Guerra di Crimea 1853–1856 (≈ 1855)
Tema principale dei murales.
1856
Costruzione di caffè
Costruzione di caffè 1856 (≈ 1856)
Costruito per Étienne Pasquier, ex soldato.
1870 (après)
Occultazione di affreschi
Occultazione di affreschi 1870 (après) (≈ 1870)
Carta da parati nasconde le scene pro-Napoleon III.
22 juillet 1998
Classificazione monumento storico
Classificazione monumento storico 22 juillet 1998 (≈ 1998)
Registrazione per la camera e i suoi arredi.
Aujourd'hui
Aujourd'hui
Aujourd'hui Aujourd'hui (≈ 2025)
Position de référence.
Patrimonio
Casa che ospita la sala del caffè con la sua decorazione dipinta, in pieno (Box B 618): iscrizione per ordine del 22 luglio 1998
Dati chiave
Étienne Pasquier - Proprietario e sponsor
Ex soldato di Crimea, sospettato di massone.
Messine - Pittore assegnato (supposizione)
Possibile autore di affreschi, attivo a Bruch.
Origine e storia
L'ex Café le Sevastopol, situato in Piazza Papon-Lagrave a Granges-sur-Lot (Lot-et-Garonne), fu costruito nel 1856 per Étienne Pasquier, ex soldato di guerra di Crimea. L'edificio ospitava al piano terra una sala da ballo e, al primo piano, una caffetteria decorata con 18 dipinti murali che illustrano scene della guerra di Crimea, personaggi storici e paesaggi locali. Un'iscrizione massonica sotto la cornice ("To L(a) G(loire) D(u) G(rand) A(rchitect) D(e) L('universe)") suggerisce un collegamento con la Massoneria.
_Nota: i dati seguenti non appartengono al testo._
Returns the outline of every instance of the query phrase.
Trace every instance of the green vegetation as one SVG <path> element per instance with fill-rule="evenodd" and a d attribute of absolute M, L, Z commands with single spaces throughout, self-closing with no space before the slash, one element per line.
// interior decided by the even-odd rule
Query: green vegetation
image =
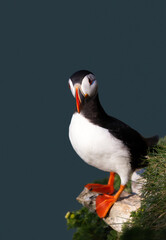
<path fill-rule="evenodd" d="M 66 214 L 68 229 L 76 228 L 73 240 L 116 240 L 117 232 L 112 230 L 95 213 L 85 207 Z M 110 231 L 111 230 L 111 231 Z"/>
<path fill-rule="evenodd" d="M 149 165 L 144 172 L 141 208 L 132 213 L 132 222 L 125 224 L 119 235 L 96 214 L 82 207 L 66 214 L 68 229 L 75 228 L 73 240 L 164 240 L 166 239 L 166 137 L 148 154 Z M 96 181 L 105 184 L 108 179 Z M 120 184 L 115 178 L 115 188 Z M 130 191 L 130 183 L 127 186 Z"/>
<path fill-rule="evenodd" d="M 143 176 L 146 184 L 141 208 L 133 212 L 133 221 L 124 229 L 122 240 L 132 239 L 129 236 L 134 232 L 137 237 L 137 232 L 145 237 L 138 239 L 166 239 L 166 137 L 149 153 L 149 165 Z"/>

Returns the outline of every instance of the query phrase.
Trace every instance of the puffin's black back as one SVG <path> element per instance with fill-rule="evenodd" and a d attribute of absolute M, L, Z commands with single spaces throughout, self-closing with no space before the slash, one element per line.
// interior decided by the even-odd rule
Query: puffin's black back
<path fill-rule="evenodd" d="M 107 115 L 99 102 L 98 95 L 85 99 L 82 114 L 92 123 L 108 129 L 114 137 L 127 146 L 131 154 L 133 170 L 147 165 L 145 156 L 147 155 L 148 145 L 145 138 L 127 124 Z"/>

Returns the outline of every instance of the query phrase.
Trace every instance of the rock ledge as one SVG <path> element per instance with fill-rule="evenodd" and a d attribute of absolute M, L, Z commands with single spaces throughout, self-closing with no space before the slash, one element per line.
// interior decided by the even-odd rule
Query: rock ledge
<path fill-rule="evenodd" d="M 98 193 L 91 192 L 84 188 L 77 201 L 87 207 L 91 212 L 95 212 L 96 197 Z M 132 211 L 137 211 L 141 206 L 141 198 L 137 194 L 123 192 L 118 201 L 112 206 L 106 218 L 103 220 L 114 230 L 121 232 L 125 222 L 131 219 Z"/>
<path fill-rule="evenodd" d="M 110 209 L 107 217 L 103 218 L 117 232 L 121 232 L 124 223 L 131 219 L 131 212 L 137 211 L 141 206 L 141 189 L 146 182 L 142 177 L 144 171 L 145 169 L 139 169 L 133 173 L 131 177 L 132 193 L 122 192 L 118 201 Z M 97 196 L 98 193 L 90 192 L 87 188 L 84 188 L 77 197 L 77 201 L 91 212 L 95 212 Z"/>

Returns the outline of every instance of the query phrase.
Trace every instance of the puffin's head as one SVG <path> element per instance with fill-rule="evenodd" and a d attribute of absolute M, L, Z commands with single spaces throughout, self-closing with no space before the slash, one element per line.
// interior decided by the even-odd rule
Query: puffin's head
<path fill-rule="evenodd" d="M 69 88 L 76 99 L 77 111 L 80 113 L 80 106 L 85 98 L 92 98 L 96 95 L 97 81 L 93 73 L 80 70 L 69 78 Z"/>

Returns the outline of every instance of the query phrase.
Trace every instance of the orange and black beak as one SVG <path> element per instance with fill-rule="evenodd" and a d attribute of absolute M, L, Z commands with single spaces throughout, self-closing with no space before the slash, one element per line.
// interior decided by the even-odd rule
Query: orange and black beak
<path fill-rule="evenodd" d="M 76 99 L 76 107 L 78 113 L 80 113 L 81 108 L 84 104 L 85 99 L 88 97 L 88 94 L 84 94 L 79 85 L 75 86 L 75 99 Z"/>
<path fill-rule="evenodd" d="M 78 113 L 80 113 L 81 107 L 83 106 L 85 98 L 87 97 L 88 97 L 88 94 L 83 94 L 83 92 L 81 91 L 81 87 L 77 85 L 75 87 L 75 98 L 76 98 L 76 107 L 77 107 Z"/>
<path fill-rule="evenodd" d="M 76 107 L 78 113 L 80 113 L 81 97 L 79 87 L 76 87 Z"/>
I dipinti, realizzati nell'umidità intorno al 1856, si alternano tra rappresentazioni militari (come la presa di una bandiera russa da uno zouave) e scene civili (cacciatori locali, caratteri del XVI-XV secolo). Dopo la caduta di Napoleone III, alcuni affreschi pro-imperiali sono stati nascosti sotto carta da parati, evitando la loro distruzione. La loro recente riscoperta ha rivelato un arredamento popolare unico, forse attribuito ad un pittore di nome Messina, attivo anche al Café de la Paix di Bruch.
Ranked un monumento storico nel 1998 per la sua sala e decorazioni dipinte, l'edificio testimonia cerchi sociali del XIX secolo, mescolando la vita militare, la massoneria e la cultura locale. L'identità del pittore rimane incerta, ma l'ensemble offre un raro esempio di arredamento narrativo legato ad un conflitto contemporaneo della sua creazione. La distruzione parziale di un muro portò alla perdita di alcuni dipinti, tra cui scene di lotta tra francesi e russi.
La facciata, sobria e simmetrica, ha tre livelli con elementi architettonici tipici del XIX secolo (arche al centro, balaustri, cornice decorata). La caffetteria, che ora è chiusa, conserva un pannello rinforzato sotto gli affreschi, mentre le tracce di decorazioni rimangono in un pozzo di giorno adiacente, evocando combattimenti di fanteria.
Il sito fa parte del patrimonio regionale come luogo di memoria sia intimo (logge massoniche) che pubblico (sala da ballo, caffè), riflettendo le reti sociali e politiche del tempo. La sua iscrizione massonica, ripresa da una casa a Saint-Sardos, mette in evidenza i collegamenti tra edifici e comunità segrete a Lot-et-Garonne.